The Chinese companies aggressively seek new contracts with Baghdad and are willing to accept lower profits to get them. "We don't have any problems with them," an Iraqi Oil Ministry official said, "They are very cooperative. There's a big difference: the Chinese companies are state companies, while Exxon or BP or Shell are different."

One big difference is that the American companies are profit-making enterprises. The state-owned Chinese firms don't answer to shareholders, pay dividends, or necessarily make a profit. As a result they can make higher bids than their Western rivals as they strive to secure a steady and expanding supply of oil for their nation's growing and energy-hungry economy.
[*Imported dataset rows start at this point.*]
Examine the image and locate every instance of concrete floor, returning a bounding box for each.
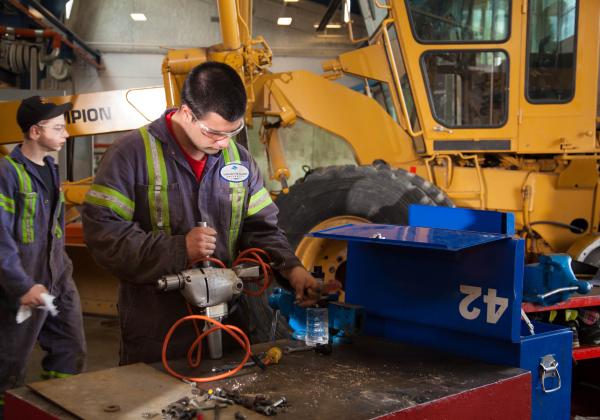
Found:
[25,316,120,384]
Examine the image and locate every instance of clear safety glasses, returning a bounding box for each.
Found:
[188,108,245,141]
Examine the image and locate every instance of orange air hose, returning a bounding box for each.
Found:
[162,249,272,382]
[233,248,273,296]
[161,315,252,383]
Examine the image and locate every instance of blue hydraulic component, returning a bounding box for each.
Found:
[328,302,365,344]
[268,288,307,340]
[524,254,592,305]
[268,288,365,343]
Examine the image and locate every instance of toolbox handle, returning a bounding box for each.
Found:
[539,355,561,393]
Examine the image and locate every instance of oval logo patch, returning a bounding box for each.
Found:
[220,163,249,183]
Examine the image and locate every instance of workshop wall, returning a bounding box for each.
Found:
[69,53,335,93]
[66,0,366,93]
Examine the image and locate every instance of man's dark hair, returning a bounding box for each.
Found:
[181,62,247,122]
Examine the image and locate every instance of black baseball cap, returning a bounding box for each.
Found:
[16,96,73,133]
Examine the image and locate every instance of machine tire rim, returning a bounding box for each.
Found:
[296,215,369,287]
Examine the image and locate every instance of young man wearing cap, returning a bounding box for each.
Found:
[0,96,86,414]
[82,62,319,365]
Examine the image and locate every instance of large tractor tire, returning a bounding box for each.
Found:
[275,164,452,285]
[245,164,451,344]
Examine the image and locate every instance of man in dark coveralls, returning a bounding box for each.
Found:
[82,62,319,365]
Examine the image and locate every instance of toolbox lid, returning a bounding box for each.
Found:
[309,223,509,251]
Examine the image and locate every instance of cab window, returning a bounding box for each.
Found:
[422,51,509,127]
[406,0,510,43]
[526,0,578,103]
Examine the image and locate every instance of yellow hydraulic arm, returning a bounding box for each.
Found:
[162,0,271,119]
[252,70,419,167]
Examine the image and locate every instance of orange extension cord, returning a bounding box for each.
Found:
[161,248,273,383]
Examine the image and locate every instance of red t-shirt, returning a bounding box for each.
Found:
[165,111,207,182]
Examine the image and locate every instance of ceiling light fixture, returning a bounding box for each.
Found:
[130,13,147,21]
[313,23,342,29]
[277,17,293,25]
[284,0,300,2]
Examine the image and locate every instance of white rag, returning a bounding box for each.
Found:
[16,292,59,324]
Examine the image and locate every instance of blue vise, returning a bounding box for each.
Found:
[523,254,592,305]
[268,288,365,343]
Despite the violence and turmoil that has continued to plague Iraq since the 2011 departure of the combat units of the United States and its coalition partners, China has bet heavily on a steady supply of oil from the post-Saddam regime. In the desert near the Iran-Iraq border, China has built its own airport to fly workers in to Iraq's oil fields. Chinese officials expect to have direct flights going from Beijing and Shanghai to Baghdad in the near future. 

The Chinese have also done their homework on the language and culture of the nation where they have invested so much in the future of their energy supplies. "Chinese executives impress their hosts not just by speaking Arabic, but Iraqi-accented Arabic," the Times reports. And they don't interfere in local or national affairs. "They are practical people," an Iraqi oil official said. "They don't have anything to do with politics or religion. They just work and eat and sleep."

A boom in American domestic oil and gas production in newly discovered shale fields, meanwhile, has reduced U.S. dependence on Middle East oil. Perhaps it will reduce as well the political temptation to conjure up reasons to go to war in that part of the world. The American people might be more than a little reluctant to back another war to make the Middle East safe for Chinese oil supplies.